Distinct (DB)
Returns only distinct combinations of values from specified columns of a database source. Rows are not returned in any particular order, but each combination of values within a row is distinct from other rows.
Information at a Glance
Note: You can also use this operator in a workflow that uses TIBCO® Data Virtualization and Apache Spark 3.2 or later.
|
Parameter |
Description |
|---|---|
| Category | Transform |
| Data source type | DB |
| Send output to other operators | Yes |
| Data processing tool | SQL |
Note: The Distinct (DB) operator is for database data only. For Hadoop data, use the
Distinct (HD) operator.
Input
A database source. Users choose the columns from which they want distinct combinations, and the operator performs the calculation.
Bad or Missing Values
Missing values are considered as part of determination of distinct values. If a column has a missing value, a missing value is considered distinct from a value.

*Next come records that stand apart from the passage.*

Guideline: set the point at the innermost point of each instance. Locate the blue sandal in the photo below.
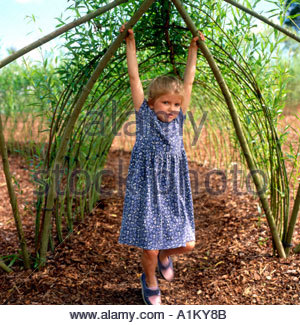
(146, 292)
(162, 267)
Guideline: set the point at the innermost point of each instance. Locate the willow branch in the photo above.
(58, 32)
(264, 19)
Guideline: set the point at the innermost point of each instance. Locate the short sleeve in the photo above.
(142, 108)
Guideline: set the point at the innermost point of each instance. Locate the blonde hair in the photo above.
(162, 85)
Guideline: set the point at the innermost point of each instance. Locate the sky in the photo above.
(17, 31)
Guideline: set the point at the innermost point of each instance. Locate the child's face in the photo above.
(167, 106)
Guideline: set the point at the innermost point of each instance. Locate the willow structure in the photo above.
(97, 80)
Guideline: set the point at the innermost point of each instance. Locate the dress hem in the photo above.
(157, 248)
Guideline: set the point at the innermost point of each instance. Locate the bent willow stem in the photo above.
(235, 119)
(73, 118)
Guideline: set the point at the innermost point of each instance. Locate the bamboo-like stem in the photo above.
(73, 118)
(292, 222)
(59, 31)
(264, 19)
(13, 199)
(4, 267)
(235, 119)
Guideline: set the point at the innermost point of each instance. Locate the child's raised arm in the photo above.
(137, 91)
(190, 72)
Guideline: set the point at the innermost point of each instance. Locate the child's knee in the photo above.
(190, 246)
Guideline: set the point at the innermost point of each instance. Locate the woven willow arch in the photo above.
(281, 244)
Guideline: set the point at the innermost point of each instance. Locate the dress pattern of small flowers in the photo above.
(158, 207)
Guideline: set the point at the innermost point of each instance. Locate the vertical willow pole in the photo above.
(72, 120)
(292, 223)
(235, 119)
(13, 199)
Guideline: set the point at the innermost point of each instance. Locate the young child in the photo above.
(158, 211)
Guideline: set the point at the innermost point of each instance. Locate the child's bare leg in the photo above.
(149, 262)
(165, 253)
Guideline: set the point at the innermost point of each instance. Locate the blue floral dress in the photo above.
(158, 207)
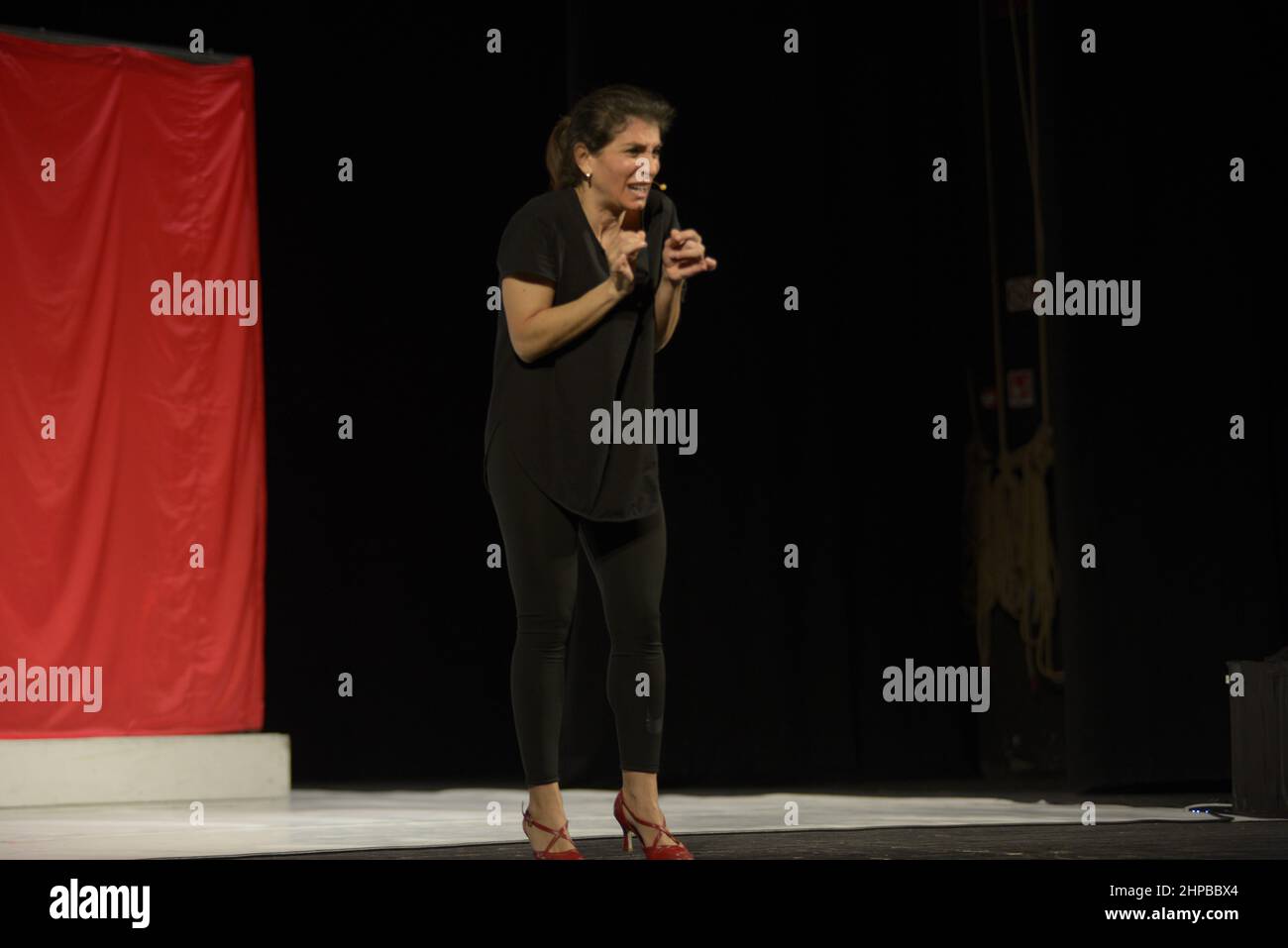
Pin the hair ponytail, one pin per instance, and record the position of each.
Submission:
(596, 120)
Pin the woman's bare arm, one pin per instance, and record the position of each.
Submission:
(536, 327)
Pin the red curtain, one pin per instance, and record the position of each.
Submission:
(129, 436)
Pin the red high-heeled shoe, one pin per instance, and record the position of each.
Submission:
(563, 831)
(658, 850)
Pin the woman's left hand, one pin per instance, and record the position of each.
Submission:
(683, 256)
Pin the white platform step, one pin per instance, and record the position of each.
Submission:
(138, 769)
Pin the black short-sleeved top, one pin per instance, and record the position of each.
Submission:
(546, 404)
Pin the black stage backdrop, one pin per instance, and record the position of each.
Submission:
(809, 170)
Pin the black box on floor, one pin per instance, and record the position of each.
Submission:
(1258, 737)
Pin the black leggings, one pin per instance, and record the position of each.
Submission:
(629, 559)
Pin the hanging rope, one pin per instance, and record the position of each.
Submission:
(1009, 536)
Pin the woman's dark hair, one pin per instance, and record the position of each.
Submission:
(597, 119)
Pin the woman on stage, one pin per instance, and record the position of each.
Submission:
(592, 273)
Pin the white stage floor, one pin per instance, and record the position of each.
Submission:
(312, 820)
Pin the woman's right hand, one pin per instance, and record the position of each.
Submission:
(621, 249)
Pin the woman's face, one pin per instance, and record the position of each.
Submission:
(623, 171)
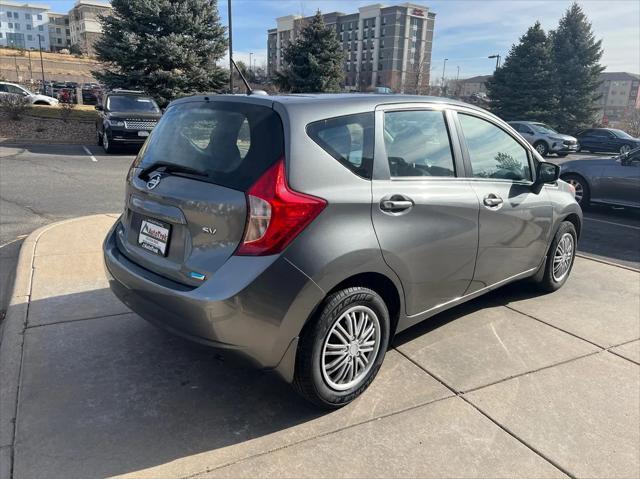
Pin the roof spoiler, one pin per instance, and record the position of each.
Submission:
(250, 91)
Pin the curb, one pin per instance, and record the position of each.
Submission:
(12, 342)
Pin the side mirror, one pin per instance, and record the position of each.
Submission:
(545, 173)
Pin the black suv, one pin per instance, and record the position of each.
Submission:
(126, 118)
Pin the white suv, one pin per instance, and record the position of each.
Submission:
(34, 98)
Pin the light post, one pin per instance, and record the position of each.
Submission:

This operator handles null values by eliminating them from the input calculation. To prevent this behavior, use the
Null Value Replacement (DB) operator on the initial training data to replace bad or missing values.
Configuration
| Parameter | Description |
|---|---|
| Notes | Notes or helpful information about this operator's parameter settings. When you enter content in the Notes field, a yellow asterisk appears on the operator. |
| Distinct Columns
*required |
Select one or more columns from the data source by which to generate rows of data, where each row has a distinct combination of column values. |
| Output Type |
|
| Output Schema | The schema for the output table or view. |
| Output Table | Specify the table path and name where the output of the results is generated. By default, this is a unique table name based on your user ID, workflow ID, and operator. |
| Drop If Exists | Specifies whether to overwrite an existing table.
|
Output
Data Output
A subset of data with only selected columns, and each row only distinct combinations of values in those columns.